Monday, January 7, 2008

more from silberg


ran into silberg last night. after knocking him over, i helped him up. we began a compelling conversation, from which i will cull several choice comments.

we began by talking about children. silberg stated that he would love to pass on his jeans, but didn't think he needed children to do this, as he was leaning toward donating them to a thrift shop. silberg said "while my children may like my jeans, what will they think of my slacks? if they want my clothing, they will have to take them all." silberg said that he would also like to pass down his recording of "jean" a hit for oliver, who sadly, never recorded the twist. silberg is concerned that he will not be able to pass down the family name. "i want a boy george, a young guy i can give dolls to" he exclaimed. silberg thinks he may have to move to san diego when he starts his family, as he thinks that would be a fine place to be a padre. silberg made it clear that he is not completely sold on children however. he is still fuming from the fact that he could not engage his girlfriend's nephew in a conversation about booker ervin. he then went on a rant about how "young children do not give nearly enough thought to the dangers of our foreign policies." he once tried to explain to a young chap that his elmo stuffed animal was made in a vietnamese sweatshop, but this startling tid bit of info did not produce the desired reaction from said youth. "selfish pricks, our young ones are."

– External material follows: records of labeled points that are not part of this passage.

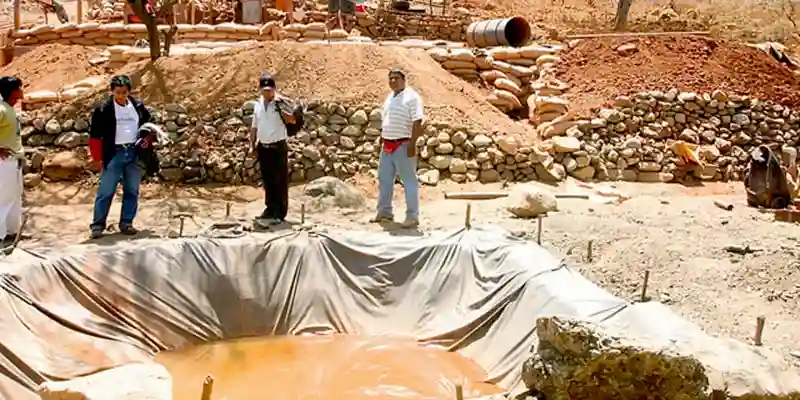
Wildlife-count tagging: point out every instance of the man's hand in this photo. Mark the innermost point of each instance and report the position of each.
(289, 117)
(412, 149)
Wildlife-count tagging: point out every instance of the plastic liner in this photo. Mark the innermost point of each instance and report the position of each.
(79, 310)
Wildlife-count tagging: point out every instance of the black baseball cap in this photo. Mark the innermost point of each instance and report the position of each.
(266, 81)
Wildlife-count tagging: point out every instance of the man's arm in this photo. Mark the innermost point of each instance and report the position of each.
(96, 137)
(417, 113)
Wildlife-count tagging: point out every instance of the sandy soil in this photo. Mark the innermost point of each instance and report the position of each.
(675, 232)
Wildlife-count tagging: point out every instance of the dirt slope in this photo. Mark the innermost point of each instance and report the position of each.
(598, 72)
(351, 74)
(51, 66)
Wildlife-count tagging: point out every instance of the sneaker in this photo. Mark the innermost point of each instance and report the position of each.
(410, 223)
(382, 218)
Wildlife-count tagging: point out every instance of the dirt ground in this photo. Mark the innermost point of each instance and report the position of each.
(598, 72)
(674, 231)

silberg then turned to popular culture. "have you seen that new show, "who wants to blow up a small, defenseless country with a significant non-white population and a plethora of natural resources?" it looks really interesting." i told him because i've been sleeping more, that i'm not as cot up on tv as i used to be. silberg became angry as he spoke. "tv could have been used for good. why did swan have to be taken off the air?" silberg thinks our youth spend too much time in front of the tv. "they should be jerking off, or learning about nature, not necessarily in that order." he suggests that the government finance a victor feldman museum, as that "might improve the vibes of our nation." he is angry with radio too. he is concerned that only banal pop music gets a hearing. "why, there is a 50-50 chance that our young will not be exposed to wilber hard on!" he shouted as he sat on the john in the coltrane wiping his a. once, he wanted to duke it out with someone who liked jammin 94.5. "buster, i can't even count how many bad songs they play on that station. the producers at that station must be agents for the government, for their music gives me high anxiety." he then told me "he brooks no grudges with the dj's, but if he meets the dick johnson who created the station, he would blow his head off."

silberg then spoke of his job. "i should have realized that a degree in petting would not help me in the work force." silberg claims that his job could be worse. "hey, i could be the bottom in a male porn movie...i should complain? silberg would like to make more money, as it is hard to properly furnish his cardboard box on the salary he earns. silberg is somewhat on the cheap side. he watches his pennies. he used to watch his penis, but he felt like a dick, so he stopped. he claims to enjoy watching the pennies, although he wishes there was more of a plot. he says he is going to drop a dime on them if the stories don't get better, and take a trip to the french quarter for some action. silberg is not cheap. rather, he is frugal. he once wrote an essay on the difference, but was too cheap (frugal) to print it out. he is saving his change in order to eventually buy a mansion. on the job, he is getting concerned that a few people now know his name. "i might need to move on. what's next, coworkers inviting me to parties?" silberg would prefer not to work, but his landlord, interestingly enough, feels otherwise. lately, he has thought about saving string, but he is unclear on where to cash it in. he hopes to eventually find work that he can be proud of, like being that guy who takes your parking ticket at a major university.

on war, silberg grew tired. "why can't they just have debating teams decide who wins? maybe denzel could direct." silberg thinks war is a waste of resources. "think of how much toilet paper those soldiers use. our boys could be shitting right here in the good old u s of a, but instead, their feces are being spread all over nations with sub par sewage systems leading to disastrous environmental effects." according to silberg, the only good thing about war was that edwin starr song, although he did acknowledge that the temptations version should be better known. he then began to warn me "about the dangers to our national security coming from belize." suddenly, he broke into song with a killer version of "belize release me, let me go." at this point, i knew i must leave. i bid him farewell, but alas, he was not the winning bidder. i made him a second chance offer, but by then, he was too far away from me to hear.

as he walked away, he shouted "don't forget not to write!"

silberg...

he marches to the beatle of his own roach.